Coordinate vector in rotating frame:

$$ r^s = R\cdot r^r $$

Velocity, time-derivative in the static frame: $$ v_s^s := \frac{d r^s}{dt} = \dot R\;r^r + R\;\dot r^r $$

Apply $R^T$ to this equation:

$$ R^T v_s^s = R^T\dot R\;r^r + \dot r^r $$

You see you transform the velocity $v_s^s$ into the rotating frame (the same where also $r^r$ lives). The right name in our nomenclature for the time derivative calculated in the static frame and transformed into the rotating one would be $v_s^r = R^T v_s^s$.
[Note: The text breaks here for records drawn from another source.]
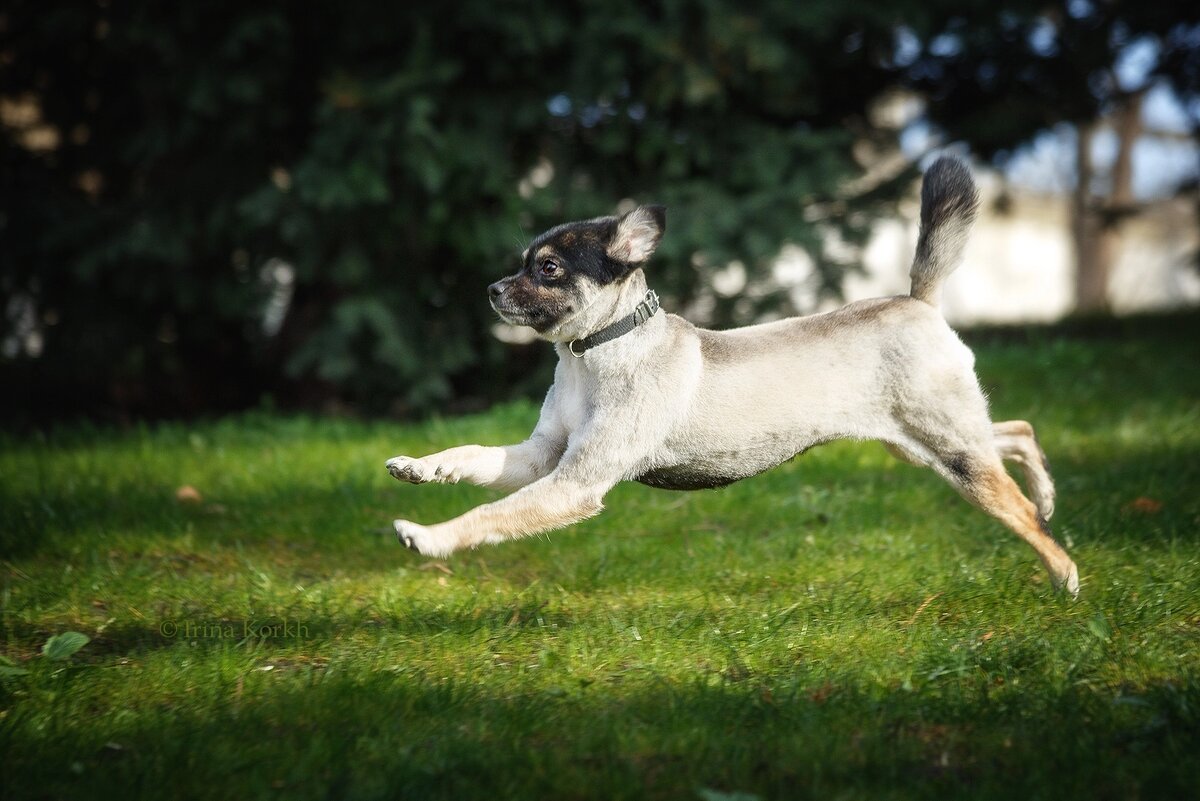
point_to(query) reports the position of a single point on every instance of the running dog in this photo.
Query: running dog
(647, 396)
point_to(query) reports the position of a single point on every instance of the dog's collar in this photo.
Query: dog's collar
(643, 312)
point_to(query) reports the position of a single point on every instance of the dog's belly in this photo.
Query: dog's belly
(713, 469)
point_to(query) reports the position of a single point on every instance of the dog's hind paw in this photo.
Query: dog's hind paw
(403, 468)
(1069, 583)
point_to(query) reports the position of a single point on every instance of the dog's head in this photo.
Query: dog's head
(568, 267)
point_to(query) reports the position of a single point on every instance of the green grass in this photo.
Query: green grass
(843, 626)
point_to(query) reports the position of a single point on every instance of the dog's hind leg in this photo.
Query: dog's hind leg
(985, 483)
(952, 433)
(1017, 441)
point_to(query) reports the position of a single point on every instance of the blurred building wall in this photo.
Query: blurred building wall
(1019, 263)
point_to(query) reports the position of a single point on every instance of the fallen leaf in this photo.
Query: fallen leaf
(1146, 505)
(187, 494)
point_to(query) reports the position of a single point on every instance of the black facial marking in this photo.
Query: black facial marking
(960, 467)
(580, 250)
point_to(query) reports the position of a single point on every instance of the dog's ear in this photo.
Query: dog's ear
(637, 234)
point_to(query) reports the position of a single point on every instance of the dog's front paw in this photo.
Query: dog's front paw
(403, 468)
(420, 538)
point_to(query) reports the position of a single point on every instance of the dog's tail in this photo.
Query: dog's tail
(948, 205)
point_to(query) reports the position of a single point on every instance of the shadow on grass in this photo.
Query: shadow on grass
(318, 735)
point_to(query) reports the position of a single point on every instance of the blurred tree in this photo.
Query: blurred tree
(996, 76)
(207, 202)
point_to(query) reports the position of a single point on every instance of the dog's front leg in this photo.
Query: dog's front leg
(551, 503)
(510, 467)
(594, 462)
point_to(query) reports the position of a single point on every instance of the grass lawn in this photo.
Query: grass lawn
(843, 626)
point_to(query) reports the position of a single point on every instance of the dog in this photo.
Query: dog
(646, 396)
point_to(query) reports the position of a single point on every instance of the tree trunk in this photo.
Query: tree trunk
(1091, 271)
(1096, 227)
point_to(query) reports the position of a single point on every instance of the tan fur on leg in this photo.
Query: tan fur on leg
(1017, 443)
(996, 493)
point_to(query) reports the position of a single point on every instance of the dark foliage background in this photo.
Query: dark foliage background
(210, 204)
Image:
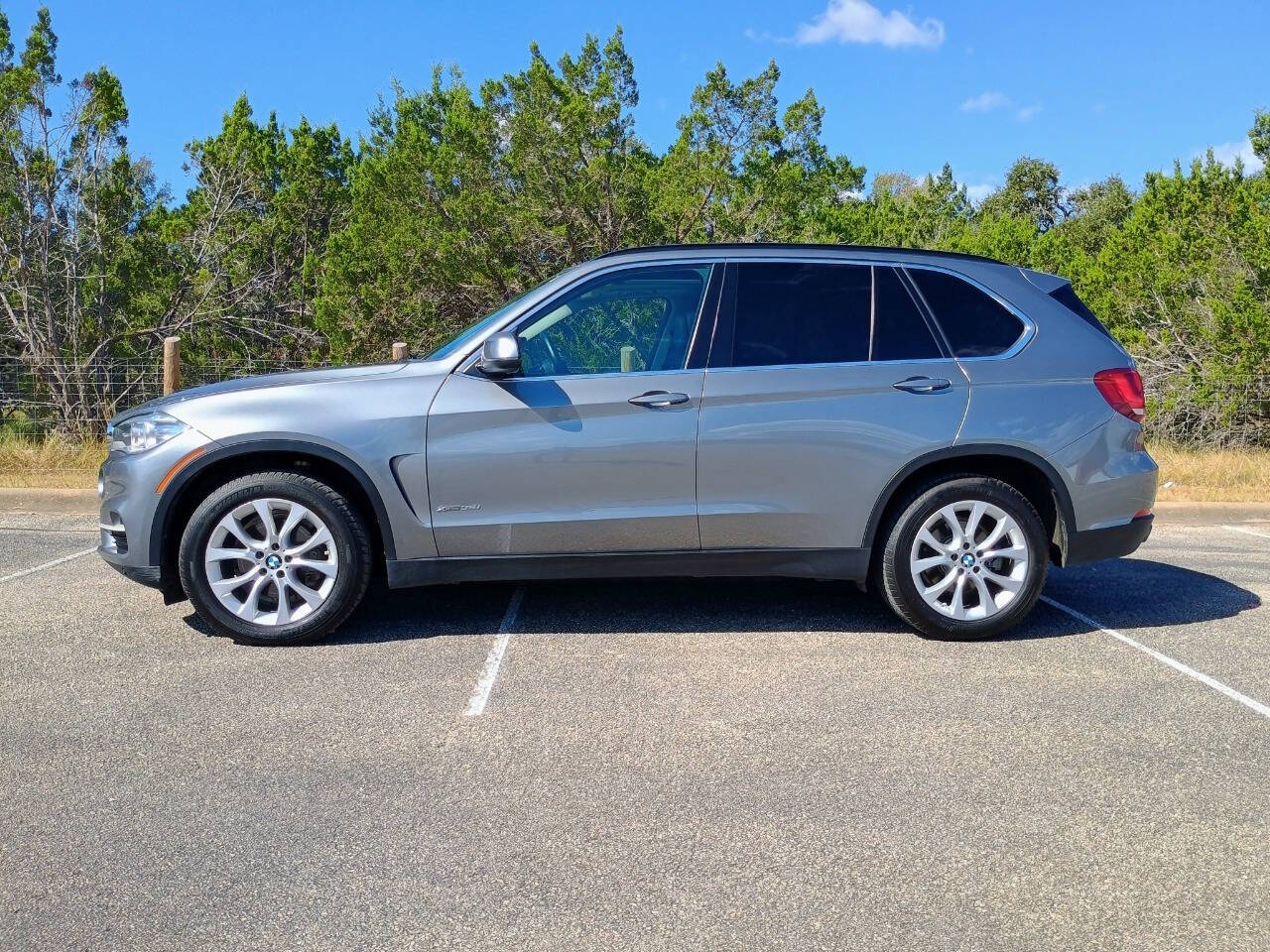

With this you get your formula $$ v_s^r = \Omega \times r^r + \dot r^r. $$

Answer 2

Let me first show you the math: Your position in the rotating frame be $\vec x_\text r$ where in the static frame it be $\vec x_\text s$. Now the velocity is: $$ \vec v_\text s = \frac{\mathrm d}{\mathrm dt} \vec x_\text s. $$

This should be fine. Now to go to the rotating frame, we will have to expand the notation a little bit. We have to take a look at the unit vectors and decompose the position vector into components: $$ \vec x_\text s = \sum_{i=1}^3 {x_\text s}_i \vec e_i, $$ where $\vec e_i$ are the unit vectors of the reference frame. In the static frame, they are: $$ \vec e_1 = \begin{pmatrix} 1 \\ 0 \\ 0 \end{pmatrix},\quad \vec e_2 = \begin{pmatrix} 0 \\ 1 \\ 0 \end{pmatrix},\quad \vec e_3 = \begin{pmatrix} 0 \\ 0 \\ 1 \end{pmatrix} $$

They do not depend on the time, so you do not have to take that into account, when doing a time derivative.

The rotating frame will have unit vectors that are time dependant, you will have the following product rule: $$ \vec v_\text r = \frac{\mathrm d}{\mathrm dt} \sum_{i=1}^3 {x_\text r}_i \vec e_i = \sum_{i=1}^3 \left( {\dot x_\text r}_i \vec e_i + {x_\text r}_i \dot{\vec e}_i \right)$$

The last term is where your $\Omega \times$ comes into play. See Derivation of the centrifugal and coriolis force for remaining the derivation.

Answer 3

If you want an alternative way to look at this problem, you may switch to complex numbers notation (since this is a planar problem).

If in the non rotating system the position of the rocket is $z=\gamma (t)$, then in a system that rotates with costant angular velocity $-\omega$, you have $z=e^{i\omega t}\gamma(t)$. If $\gamma (t)=vt$, then $$z=e^{i\omega t}vt=k\theta \,e^{i\theta},\qquad \text{with }k=\frac{v}{\omega},$$ that is, as you said, a spiral.